The support of the rump union movement for labour protectionism is a case in point. If these movements had expanded and won a truly international struggle in the past, then globalisation wouldn't have fucked workers in post-industrial economies so harshly since the 1970s.
Some say migration suppresses wages. Sure, and it does, if you think labour supply is the system's only parameter, and if you forget that migrants usually hugely increase their wages by crossing borders, because wages in the global South are 85% lower on average.
What suppresses wages is the preference of employers to pay lower wages, and the preference of the public to access cheap goods and services. It's not a crime, in fact in every other context it's considered a virtue to be a worker willing to work an undesirable job for a subsistence wage.
The frame tends always to be that migrants are "takin' our jerbs". Who's here admitting that the work done by migrants is socially necessary or at least preferable, or that the supply of migrant labour is the proper object of law and policy for which migrants themselves are not responsible?
The UK economy depends on migrant labour, particularly in certain sectors. It's the same in Australia where we have many of these political currents in a similar form. To me it's disreputable to harp on "illegal" migration as if it's a key contributor to the macroeconomics of migration. The unsubtle implication is that legal migrants are also in some sense lawless. If that's not the implication, then undocumented migrants are not the problem.

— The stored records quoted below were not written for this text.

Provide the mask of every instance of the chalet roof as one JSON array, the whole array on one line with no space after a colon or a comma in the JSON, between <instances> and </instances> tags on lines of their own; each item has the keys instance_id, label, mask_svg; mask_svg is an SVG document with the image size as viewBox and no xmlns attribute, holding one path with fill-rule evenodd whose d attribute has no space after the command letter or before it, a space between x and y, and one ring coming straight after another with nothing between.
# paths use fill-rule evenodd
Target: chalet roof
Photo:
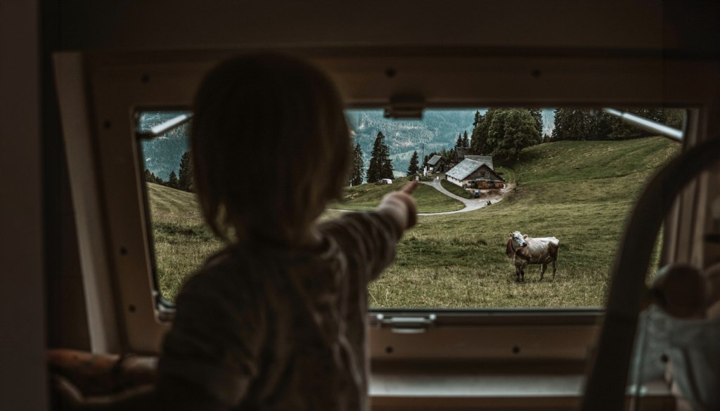
<instances>
[{"instance_id":1,"label":"chalet roof","mask_svg":"<svg viewBox=\"0 0 720 411\"><path fill-rule=\"evenodd\" d=\"M466 155L465 158L469 158L470 160L474 160L478 163L485 163L490 168L490 170L495 171L495 167L492 166L492 155Z\"/></svg>"},{"instance_id":2,"label":"chalet roof","mask_svg":"<svg viewBox=\"0 0 720 411\"><path fill-rule=\"evenodd\" d=\"M456 179L458 180L463 180L465 177L469 176L475 170L480 168L483 163L480 161L475 161L474 160L471 160L469 158L466 158L458 163L448 171L446 175L452 177L453 179Z\"/></svg>"},{"instance_id":3,"label":"chalet roof","mask_svg":"<svg viewBox=\"0 0 720 411\"><path fill-rule=\"evenodd\" d=\"M492 168L490 168L490 166L485 163L481 163L480 161L472 160L472 158L465 158L461 161L459 164L451 168L450 171L446 173L446 175L457 180L462 181L467 179L470 174L472 174L482 167L485 167L491 174L490 176L488 176L487 179L493 181L505 181L505 179L498 176Z\"/></svg>"},{"instance_id":4,"label":"chalet roof","mask_svg":"<svg viewBox=\"0 0 720 411\"><path fill-rule=\"evenodd\" d=\"M437 166L438 162L442 160L442 158L443 158L441 156L436 154L435 155L433 155L430 160L428 160L428 166L432 166L434 167L435 166Z\"/></svg>"}]
</instances>

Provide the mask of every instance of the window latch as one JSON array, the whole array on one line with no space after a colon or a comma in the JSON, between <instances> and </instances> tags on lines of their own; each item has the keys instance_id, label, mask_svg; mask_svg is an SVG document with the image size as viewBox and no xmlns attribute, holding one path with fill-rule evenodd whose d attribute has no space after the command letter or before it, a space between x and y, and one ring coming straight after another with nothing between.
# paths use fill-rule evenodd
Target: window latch
<instances>
[{"instance_id":1,"label":"window latch","mask_svg":"<svg viewBox=\"0 0 720 411\"><path fill-rule=\"evenodd\" d=\"M419 334L435 325L437 315L390 315L377 314L372 323L378 328L390 328L399 334Z\"/></svg>"}]
</instances>

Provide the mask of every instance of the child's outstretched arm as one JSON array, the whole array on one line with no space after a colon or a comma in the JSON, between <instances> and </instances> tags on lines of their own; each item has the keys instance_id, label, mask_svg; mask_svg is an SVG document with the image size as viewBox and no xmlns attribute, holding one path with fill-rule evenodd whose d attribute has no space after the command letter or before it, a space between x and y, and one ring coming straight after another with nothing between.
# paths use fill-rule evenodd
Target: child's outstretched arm
<instances>
[{"instance_id":1,"label":"child's outstretched arm","mask_svg":"<svg viewBox=\"0 0 720 411\"><path fill-rule=\"evenodd\" d=\"M413 198L413 191L417 186L417 181L410 181L401 189L385 194L377 206L377 212L391 217L400 232L418 222L418 207Z\"/></svg>"}]
</instances>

Particularly after these recent years of flailing around with racist political rhetoric, and gratuitously punitive strains of public policy, which in the UK have been greatly inspired by those of the last decades in Australia, it's frustrating to hear social ills which should be laid squarely at the feet of the economic elite still discussed in this way.
☝️ Not saying you personally hold these views (with the exception of specific stuff further up).
If UK citizen workers want a better deal, they must struggle against employers and landlords politically, not their migrant colleagues. If they want all jobs to go to citizens, they'll have to set up a society which doesn't prefer to underpay migrants for labour citizens either refuse or can't do.